If the court waits, its decisions could change dramatically depending on who President Obama, or his successor, appoints.

“The new member of the court has the potential to change the court quite a bit, from a fairly solid five-member conservative (majority) to a five-member solid liberal majority,” said Kevin Quinn, a law professor at the UC Berkeley School of Law and co-creator of the Martin-Quinn scores, which measure the location of the justices on an ideological spectrum. “Because of the size of the (ideological) gap between Breyer and Kennedy, there’s a huge potential to change the location of the median justice. That’s a very consequential thing for people to be aware of.”

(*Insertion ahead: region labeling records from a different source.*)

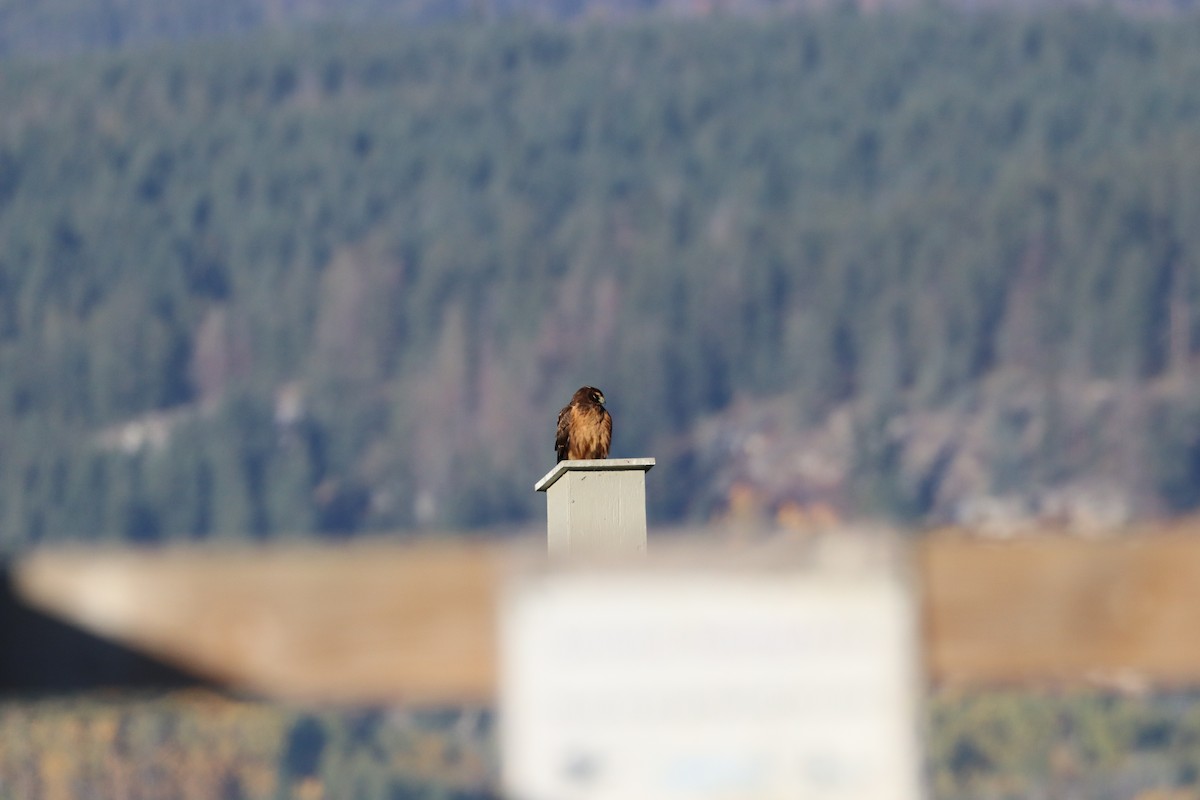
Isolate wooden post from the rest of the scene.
[534,458,654,554]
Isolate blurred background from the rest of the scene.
[0,0,1200,800]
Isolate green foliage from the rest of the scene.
[0,10,1200,547]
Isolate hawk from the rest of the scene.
[554,386,612,461]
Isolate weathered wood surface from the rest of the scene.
[14,531,1200,702]
[534,458,654,554]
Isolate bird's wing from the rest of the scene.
[554,405,571,461]
[598,409,612,458]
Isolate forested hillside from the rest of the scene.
[0,0,1196,58]
[0,11,1200,547]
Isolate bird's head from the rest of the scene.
[575,386,604,405]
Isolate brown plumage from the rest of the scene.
[554,386,612,461]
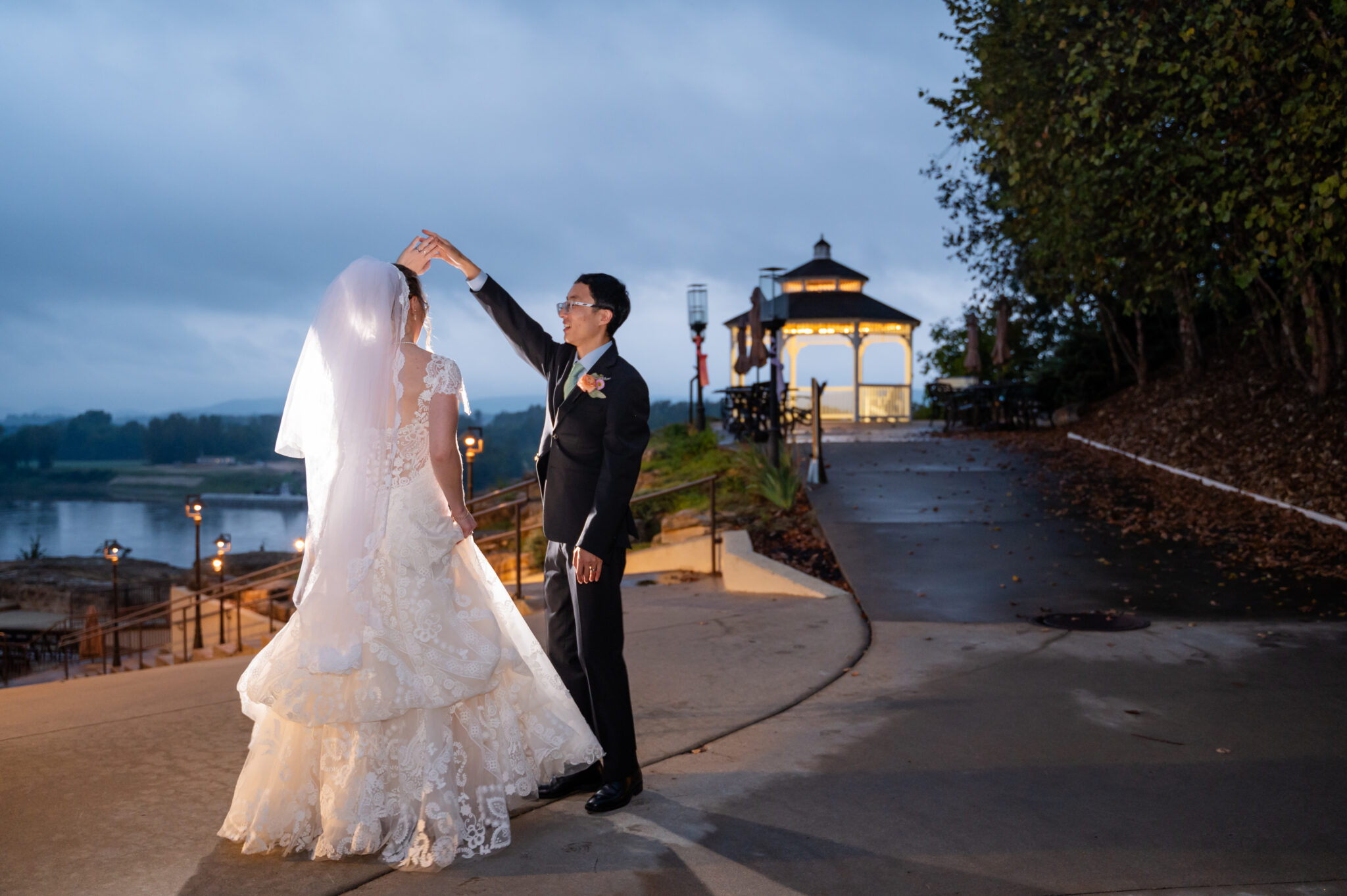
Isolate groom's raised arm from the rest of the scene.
[426,230,558,377]
[469,273,558,377]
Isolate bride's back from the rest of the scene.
[397,344,435,427]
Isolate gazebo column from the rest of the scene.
[902,329,916,420]
[785,334,800,392]
[730,327,743,386]
[851,323,865,423]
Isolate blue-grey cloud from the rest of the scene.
[0,1,967,410]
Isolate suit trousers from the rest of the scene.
[543,541,640,783]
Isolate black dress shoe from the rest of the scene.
[585,770,645,813]
[537,763,604,799]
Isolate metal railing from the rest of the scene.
[787,382,912,421]
[0,473,722,685]
[474,473,721,578]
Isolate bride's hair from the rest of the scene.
[393,262,426,307]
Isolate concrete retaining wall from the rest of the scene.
[626,529,846,598]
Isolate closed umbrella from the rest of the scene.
[749,287,766,367]
[963,311,982,374]
[991,298,1010,367]
[734,327,753,377]
[80,604,103,659]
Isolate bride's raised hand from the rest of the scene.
[397,237,435,277]
[422,230,482,280]
[449,507,477,538]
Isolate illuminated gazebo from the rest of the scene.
[725,237,921,423]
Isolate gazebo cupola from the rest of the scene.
[725,235,921,423]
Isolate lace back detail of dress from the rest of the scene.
[393,355,469,488]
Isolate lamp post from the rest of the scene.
[210,531,233,644]
[758,268,791,467]
[687,283,707,432]
[459,427,485,500]
[184,495,205,649]
[103,538,131,669]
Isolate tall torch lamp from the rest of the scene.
[210,531,233,644]
[184,495,205,649]
[758,268,791,465]
[687,283,708,432]
[103,538,131,669]
[458,427,486,499]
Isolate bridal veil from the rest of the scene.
[276,257,408,672]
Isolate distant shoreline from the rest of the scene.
[0,460,306,507]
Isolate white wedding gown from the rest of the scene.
[220,355,602,869]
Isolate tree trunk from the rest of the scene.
[1099,301,1146,386]
[1300,276,1336,396]
[1325,279,1347,371]
[1179,284,1202,379]
[1100,312,1122,383]
[1281,289,1310,382]
[1131,311,1149,386]
[1248,289,1281,370]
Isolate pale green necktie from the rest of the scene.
[562,358,585,400]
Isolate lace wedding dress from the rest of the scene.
[220,355,602,869]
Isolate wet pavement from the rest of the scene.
[811,437,1347,622]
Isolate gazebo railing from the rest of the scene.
[788,382,912,421]
[861,382,912,421]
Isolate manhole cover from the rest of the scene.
[1033,609,1150,631]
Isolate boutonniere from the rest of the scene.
[577,374,608,398]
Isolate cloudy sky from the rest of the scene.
[0,0,969,413]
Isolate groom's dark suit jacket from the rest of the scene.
[476,277,650,561]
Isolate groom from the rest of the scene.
[424,230,650,813]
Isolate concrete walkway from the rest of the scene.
[0,576,866,896]
[328,440,1347,896]
[0,440,1347,896]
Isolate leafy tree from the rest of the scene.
[928,0,1347,394]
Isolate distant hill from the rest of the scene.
[175,396,285,417]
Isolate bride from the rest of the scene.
[220,243,602,869]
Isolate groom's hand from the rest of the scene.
[397,237,435,277]
[422,230,482,280]
[571,548,604,585]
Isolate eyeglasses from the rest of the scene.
[556,300,613,315]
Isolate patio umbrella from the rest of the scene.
[991,298,1010,367]
[749,287,766,367]
[963,311,982,374]
[80,604,103,659]
[734,319,753,377]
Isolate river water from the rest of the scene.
[0,500,307,567]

But no matter what the court does or how the justices shift, the work on both sides of the abortion debate will continue.

“We always watch to see what the court does,” says Brock Schmeling, executive director of North Dakota Right to Life. “It’s hard to predict how their decision will affect (things) because they can decide anything. We’re not going to change how we operate because a case is pending at the Supreme Court. Once they make a decision, we’ll move from there. If we changed our strategy just because a case is pending at the Supreme Court or district court, we’d never be able to work toward our goal of protecting all innocent human life.”